Three weeks after the Nov. 5, 2024, election that ushered President Donald Trump back into power, Sanya Carley, the faculty director of the Kleinman Center for Energy Policy at the University of Pennsylvania, and co-author of the book Power Lines: The Human Costs of American Energy in Transition, penned an op-ed in the Philadelphia Inquirer with a series of predictions that proved to be prophetic.
On his campaign promise to “drill, baby, drill,” she forecasted, “President Trump will prioritize executive orders — likely in his first few days in office — that open more federal lands to oil and gas leasing and reduce the permitting and other regulatory requirements associated with drilling and extraction operations.”
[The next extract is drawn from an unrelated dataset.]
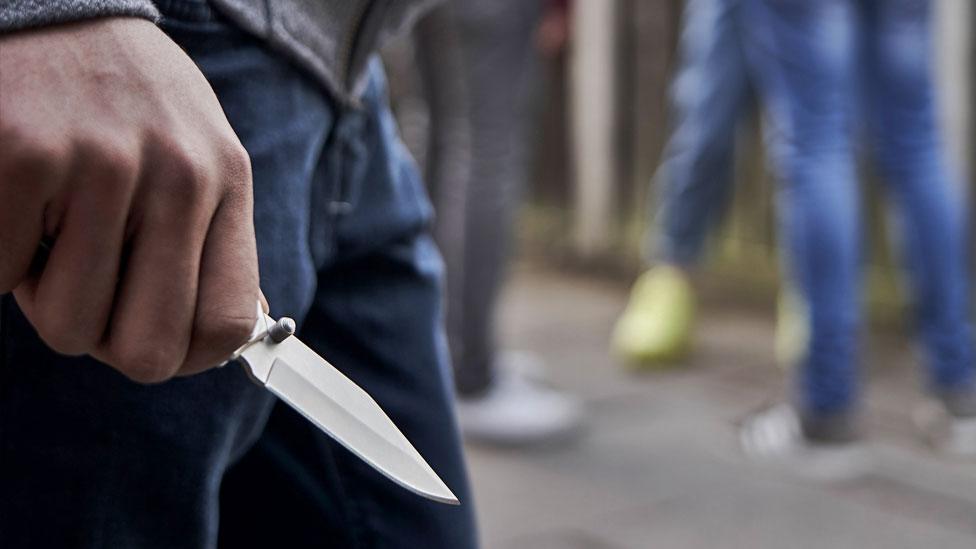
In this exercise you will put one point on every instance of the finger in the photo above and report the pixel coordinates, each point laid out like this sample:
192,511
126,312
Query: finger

In a matter of months, that came true, as did her premonition that Trump would “introduce an executive order early in his term seeking to slow or delay the permitting process for offshore wind projects,” and eliminate the Biden-era Justice40 initiative that sought to ensure 40% of federal climate investments go to communities overburdened by pollution.
The months that followed have been marked by a slew of attacks on renewable energy from all angles and across multiple agencies and branches of government. A year into Trump’s second presidency, Capital & Main caught up with Carley to discuss what’s happened, her predictions and how they’ve played out. A scholar of energy justice and the energy transition, Carley said the whiplash of the last year has undoubtedly hurt consumers and decarbonization efforts alike. But, she said, she’s certain “the energy transition is still underway.”